As well as the Laplace family, the Newton family is also quite interesting, although somewhat more exclusive at a mere 12,200 recorded descendents.  There is a line directly from Newton to Fisher, as well as to Galton and Pearson.  And, every person on those lines studied / researched at the University of Cambridge.  This is quite different from the Laplace family who seem to have moved around a lot more. In the 20th century, the Newton family finally managed to break free from the Cambridge bubble.  The descendents of Fisher, Pearson and Galton are spread across the UK, and across the USA, and include Andrew Gelman (from the Galton branch).

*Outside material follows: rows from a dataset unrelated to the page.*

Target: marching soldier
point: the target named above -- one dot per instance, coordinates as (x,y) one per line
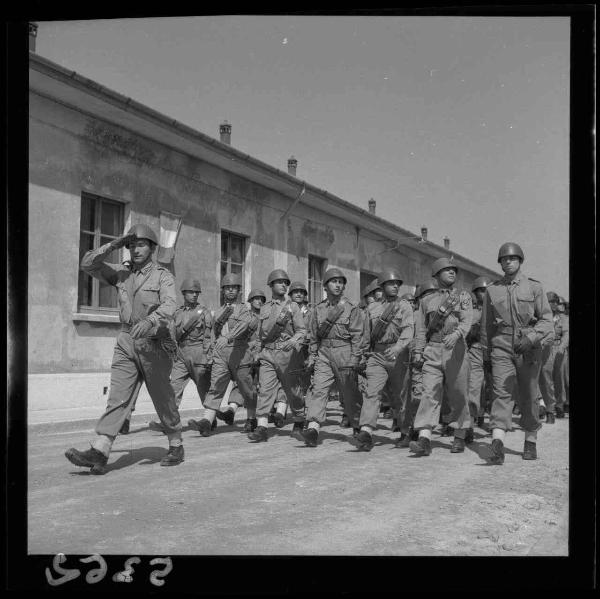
(336,354)
(390,328)
(440,345)
(282,332)
(413,383)
(143,347)
(193,326)
(233,326)
(513,345)
(477,374)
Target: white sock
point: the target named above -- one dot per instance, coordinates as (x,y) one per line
(209,414)
(498,433)
(103,444)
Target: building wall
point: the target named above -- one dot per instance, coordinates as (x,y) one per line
(71,152)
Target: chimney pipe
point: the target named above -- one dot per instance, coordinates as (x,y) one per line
(32,36)
(292,164)
(225,131)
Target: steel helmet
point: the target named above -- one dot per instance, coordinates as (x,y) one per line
(510,248)
(333,273)
(481,283)
(442,263)
(140,231)
(430,285)
(372,286)
(278,273)
(191,285)
(297,286)
(257,293)
(231,279)
(391,274)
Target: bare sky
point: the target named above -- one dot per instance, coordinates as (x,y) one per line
(457,123)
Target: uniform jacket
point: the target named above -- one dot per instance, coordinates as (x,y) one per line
(349,326)
(512,306)
(294,329)
(146,293)
(458,320)
(400,328)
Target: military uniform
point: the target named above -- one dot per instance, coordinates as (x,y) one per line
(275,362)
(444,369)
(335,357)
(194,356)
(234,361)
(508,310)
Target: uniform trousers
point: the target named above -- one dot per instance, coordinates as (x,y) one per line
(380,371)
(334,365)
(445,370)
(135,362)
(233,362)
(515,376)
(190,364)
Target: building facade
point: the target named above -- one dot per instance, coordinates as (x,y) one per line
(99,162)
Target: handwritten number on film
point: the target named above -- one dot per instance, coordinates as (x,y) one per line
(97,574)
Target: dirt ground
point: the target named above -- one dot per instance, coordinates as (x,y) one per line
(233,497)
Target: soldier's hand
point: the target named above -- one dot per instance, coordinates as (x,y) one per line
(140,329)
(451,339)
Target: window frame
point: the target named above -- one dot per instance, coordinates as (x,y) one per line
(98,236)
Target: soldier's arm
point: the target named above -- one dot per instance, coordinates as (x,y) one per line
(356,330)
(93,263)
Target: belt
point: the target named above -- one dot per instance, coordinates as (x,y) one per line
(334,342)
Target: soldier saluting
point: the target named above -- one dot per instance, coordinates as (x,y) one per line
(336,353)
(147,302)
(512,343)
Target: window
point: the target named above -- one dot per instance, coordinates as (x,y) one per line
(316,269)
(101,222)
(233,255)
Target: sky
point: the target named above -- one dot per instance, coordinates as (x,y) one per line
(460,124)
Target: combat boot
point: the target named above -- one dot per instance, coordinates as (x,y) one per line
(250,425)
(311,436)
(174,456)
(91,458)
(260,434)
(497,456)
(226,416)
(529,451)
(422,447)
(363,441)
(458,445)
(403,441)
(469,436)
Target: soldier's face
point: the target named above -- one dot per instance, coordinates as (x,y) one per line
(390,288)
(298,296)
(279,287)
(510,264)
(191,297)
(257,302)
(231,292)
(335,286)
(447,276)
(140,250)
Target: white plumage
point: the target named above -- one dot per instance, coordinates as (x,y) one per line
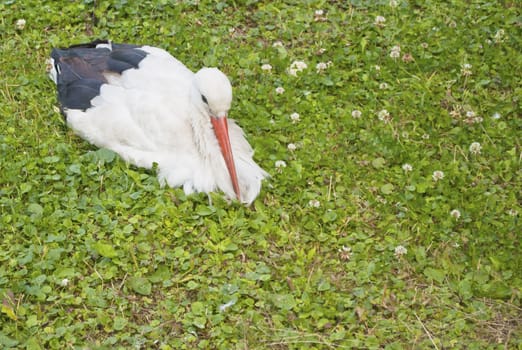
(157,111)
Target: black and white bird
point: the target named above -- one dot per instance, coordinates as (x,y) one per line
(148,107)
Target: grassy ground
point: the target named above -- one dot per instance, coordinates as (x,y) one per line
(392,218)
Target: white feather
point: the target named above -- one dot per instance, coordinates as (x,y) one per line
(154,114)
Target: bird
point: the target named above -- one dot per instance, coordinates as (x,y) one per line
(148,107)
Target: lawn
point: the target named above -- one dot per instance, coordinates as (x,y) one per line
(391,130)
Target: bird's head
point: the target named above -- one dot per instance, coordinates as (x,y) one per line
(216,97)
(215,90)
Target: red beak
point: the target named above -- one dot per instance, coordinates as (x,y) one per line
(221,130)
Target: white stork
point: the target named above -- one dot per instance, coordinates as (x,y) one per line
(145,105)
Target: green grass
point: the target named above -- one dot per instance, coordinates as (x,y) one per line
(94,254)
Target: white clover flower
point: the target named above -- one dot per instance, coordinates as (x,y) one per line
(280,164)
(465,69)
(266,67)
(400,251)
(346,252)
(314,203)
(384,116)
(379,21)
(296,67)
(225,306)
(475,148)
(295,117)
(499,36)
(407,167)
(455,213)
(20,24)
(437,175)
(321,66)
(395,52)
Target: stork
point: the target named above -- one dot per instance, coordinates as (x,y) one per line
(148,107)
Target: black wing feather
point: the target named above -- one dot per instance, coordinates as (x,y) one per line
(80,70)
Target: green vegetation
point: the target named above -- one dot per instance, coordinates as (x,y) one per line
(392,218)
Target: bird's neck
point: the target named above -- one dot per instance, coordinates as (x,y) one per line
(204,136)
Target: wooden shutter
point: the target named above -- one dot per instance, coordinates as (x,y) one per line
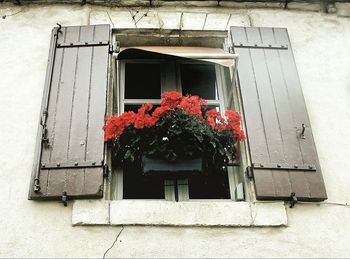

Similarly to finding out about my biological family, I have found it quite fascinating and humbling to find out more about my academic family - where I come from and who I am related to.  It is also tantalizing in the sense that the there is so much information not recorded in the Mathematics Genealogy Project.   Laplace is only recorded as having one student and Newton only two - surely they must have had direct influence on a much greater number of people!?  And there also no information about post-PhD collaborations.  For example, on Herbert Scarf's wikipedia page, it says that he travelled between Bell Labs and Princeton every day in the summer of 1953 with John Tukey.  So does that make Tukey an adopted member of the Laplace family, and a great-great-great Uncle of me?  It seems we are all more closely related than we might think.